The Spirit Catches You and You Fall Down Foreignness and the Other Quotes

How we cite our quotes: (Chapter.Paragraph)

Quote #4

Within thirty seconds, I could see I was dealing with a family that bore little resemblance to the one the doctors had described. (8.9)

Anne manages to connect with the Lees simply by meeting them at their level and not going into it with a heap of assumptions. Instead of treating them like dirty foreigners, Anne treats them as a loving, passionate, and joyful family—because that's what they are. There are still plenty of cultural differences between them, but they don't get in the way.

Quote #5

"They'd only look at us and Jeannine. They saw us as smart and white, and as far as they were concerned the Lees were neither." (11.30)

Dee is smart enough to see all that nasty anti-foreigner sentiment at play.
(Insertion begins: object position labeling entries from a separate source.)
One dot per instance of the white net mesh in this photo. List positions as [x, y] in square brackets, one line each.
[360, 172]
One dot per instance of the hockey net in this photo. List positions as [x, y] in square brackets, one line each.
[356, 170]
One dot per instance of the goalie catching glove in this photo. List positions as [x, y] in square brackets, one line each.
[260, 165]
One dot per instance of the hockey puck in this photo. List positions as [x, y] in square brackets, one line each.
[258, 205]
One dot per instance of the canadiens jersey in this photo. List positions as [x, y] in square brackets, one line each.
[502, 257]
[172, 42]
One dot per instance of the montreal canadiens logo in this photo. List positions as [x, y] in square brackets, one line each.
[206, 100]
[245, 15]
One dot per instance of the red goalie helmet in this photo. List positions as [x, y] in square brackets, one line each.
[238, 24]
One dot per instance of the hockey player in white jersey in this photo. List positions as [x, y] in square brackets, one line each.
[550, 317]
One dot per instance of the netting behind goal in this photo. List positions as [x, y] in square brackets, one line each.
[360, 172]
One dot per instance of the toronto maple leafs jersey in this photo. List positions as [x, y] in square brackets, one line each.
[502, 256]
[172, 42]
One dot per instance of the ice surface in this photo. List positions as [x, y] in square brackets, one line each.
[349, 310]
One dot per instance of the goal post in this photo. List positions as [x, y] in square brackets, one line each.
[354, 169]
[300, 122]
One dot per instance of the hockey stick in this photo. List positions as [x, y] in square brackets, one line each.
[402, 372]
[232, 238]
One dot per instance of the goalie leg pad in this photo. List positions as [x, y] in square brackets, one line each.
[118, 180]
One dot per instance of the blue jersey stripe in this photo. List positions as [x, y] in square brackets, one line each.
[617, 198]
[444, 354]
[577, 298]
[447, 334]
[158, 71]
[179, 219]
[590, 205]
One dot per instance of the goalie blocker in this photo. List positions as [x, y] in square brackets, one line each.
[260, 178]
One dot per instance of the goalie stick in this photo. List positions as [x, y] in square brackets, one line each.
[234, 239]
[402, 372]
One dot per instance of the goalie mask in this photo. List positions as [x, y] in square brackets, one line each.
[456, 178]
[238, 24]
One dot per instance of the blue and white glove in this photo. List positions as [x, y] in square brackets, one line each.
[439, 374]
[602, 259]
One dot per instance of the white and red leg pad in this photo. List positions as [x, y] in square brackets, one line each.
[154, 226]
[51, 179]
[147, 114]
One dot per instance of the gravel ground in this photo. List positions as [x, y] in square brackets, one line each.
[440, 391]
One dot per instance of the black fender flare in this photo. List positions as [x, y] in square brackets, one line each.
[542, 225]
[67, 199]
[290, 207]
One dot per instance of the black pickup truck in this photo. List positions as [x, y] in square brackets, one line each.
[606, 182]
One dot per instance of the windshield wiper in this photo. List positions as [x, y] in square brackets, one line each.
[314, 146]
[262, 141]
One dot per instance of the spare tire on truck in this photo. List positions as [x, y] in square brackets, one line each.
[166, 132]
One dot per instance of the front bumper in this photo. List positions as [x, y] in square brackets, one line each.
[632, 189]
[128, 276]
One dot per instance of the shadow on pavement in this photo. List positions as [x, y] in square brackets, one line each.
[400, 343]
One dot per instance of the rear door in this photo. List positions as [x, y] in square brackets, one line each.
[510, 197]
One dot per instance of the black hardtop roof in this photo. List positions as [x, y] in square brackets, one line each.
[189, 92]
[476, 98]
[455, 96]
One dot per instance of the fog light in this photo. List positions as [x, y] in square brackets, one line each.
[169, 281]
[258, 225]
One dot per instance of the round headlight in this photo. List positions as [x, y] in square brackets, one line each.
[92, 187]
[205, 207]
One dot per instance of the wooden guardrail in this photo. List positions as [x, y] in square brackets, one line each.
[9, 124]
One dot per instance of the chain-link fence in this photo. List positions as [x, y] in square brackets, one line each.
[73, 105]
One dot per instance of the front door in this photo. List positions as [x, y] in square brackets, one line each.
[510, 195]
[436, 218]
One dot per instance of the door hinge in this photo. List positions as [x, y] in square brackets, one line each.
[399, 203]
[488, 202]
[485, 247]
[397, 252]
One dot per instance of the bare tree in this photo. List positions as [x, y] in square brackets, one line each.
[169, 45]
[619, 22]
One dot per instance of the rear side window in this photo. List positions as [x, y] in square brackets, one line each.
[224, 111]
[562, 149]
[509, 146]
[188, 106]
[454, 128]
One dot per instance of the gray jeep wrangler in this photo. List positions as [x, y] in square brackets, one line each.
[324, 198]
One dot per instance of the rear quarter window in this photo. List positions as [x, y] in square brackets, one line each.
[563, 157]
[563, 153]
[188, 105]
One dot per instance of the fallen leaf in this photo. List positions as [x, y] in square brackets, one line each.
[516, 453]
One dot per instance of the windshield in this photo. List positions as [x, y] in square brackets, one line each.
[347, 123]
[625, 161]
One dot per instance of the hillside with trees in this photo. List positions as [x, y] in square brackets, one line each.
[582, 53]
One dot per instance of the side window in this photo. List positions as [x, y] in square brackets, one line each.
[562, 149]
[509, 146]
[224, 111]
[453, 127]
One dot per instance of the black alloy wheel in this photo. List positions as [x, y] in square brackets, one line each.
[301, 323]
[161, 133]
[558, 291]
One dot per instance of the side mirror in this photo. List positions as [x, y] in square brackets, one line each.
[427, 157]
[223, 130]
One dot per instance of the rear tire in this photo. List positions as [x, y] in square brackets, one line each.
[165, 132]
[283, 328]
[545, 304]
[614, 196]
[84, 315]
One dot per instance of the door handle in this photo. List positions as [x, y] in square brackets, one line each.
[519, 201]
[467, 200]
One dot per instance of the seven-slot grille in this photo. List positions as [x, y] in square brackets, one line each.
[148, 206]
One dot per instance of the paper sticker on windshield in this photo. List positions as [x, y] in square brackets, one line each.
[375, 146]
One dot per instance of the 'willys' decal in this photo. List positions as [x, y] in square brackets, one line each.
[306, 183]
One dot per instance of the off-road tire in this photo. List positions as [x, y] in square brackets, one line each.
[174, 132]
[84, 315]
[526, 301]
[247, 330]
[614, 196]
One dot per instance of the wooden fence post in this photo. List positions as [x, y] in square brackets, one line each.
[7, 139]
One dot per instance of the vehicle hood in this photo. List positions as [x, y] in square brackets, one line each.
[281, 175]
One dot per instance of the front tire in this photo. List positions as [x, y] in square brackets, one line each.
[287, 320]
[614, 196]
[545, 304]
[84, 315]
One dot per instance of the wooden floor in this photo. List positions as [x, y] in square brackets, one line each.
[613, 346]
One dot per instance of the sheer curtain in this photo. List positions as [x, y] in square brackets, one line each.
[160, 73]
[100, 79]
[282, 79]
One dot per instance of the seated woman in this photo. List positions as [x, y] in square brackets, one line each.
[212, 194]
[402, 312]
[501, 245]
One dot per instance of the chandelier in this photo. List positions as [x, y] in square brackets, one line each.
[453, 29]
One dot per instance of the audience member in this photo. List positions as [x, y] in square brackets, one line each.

It's actually pretty amazing that the doctors were able to broadcast their racial and cultural biases without saying a word—it's no wonder the Lees don't trust the hospital.

Quote #6

"People from the Western sphere cannot understand what it was like. In the new vision of the country of Laos, there is no reason to let the Hmong live." (12.13)

How would the residents of Merced feel if they were driven from their homes under threat of death? Don't they think they'd deserve a little bit of sympathy? Despite the obvious answer (a resounding oh heck yes), many Merced natives refuse to learn why the Hmong ended up in their country, and that's what leads to the bulk of the problems between them.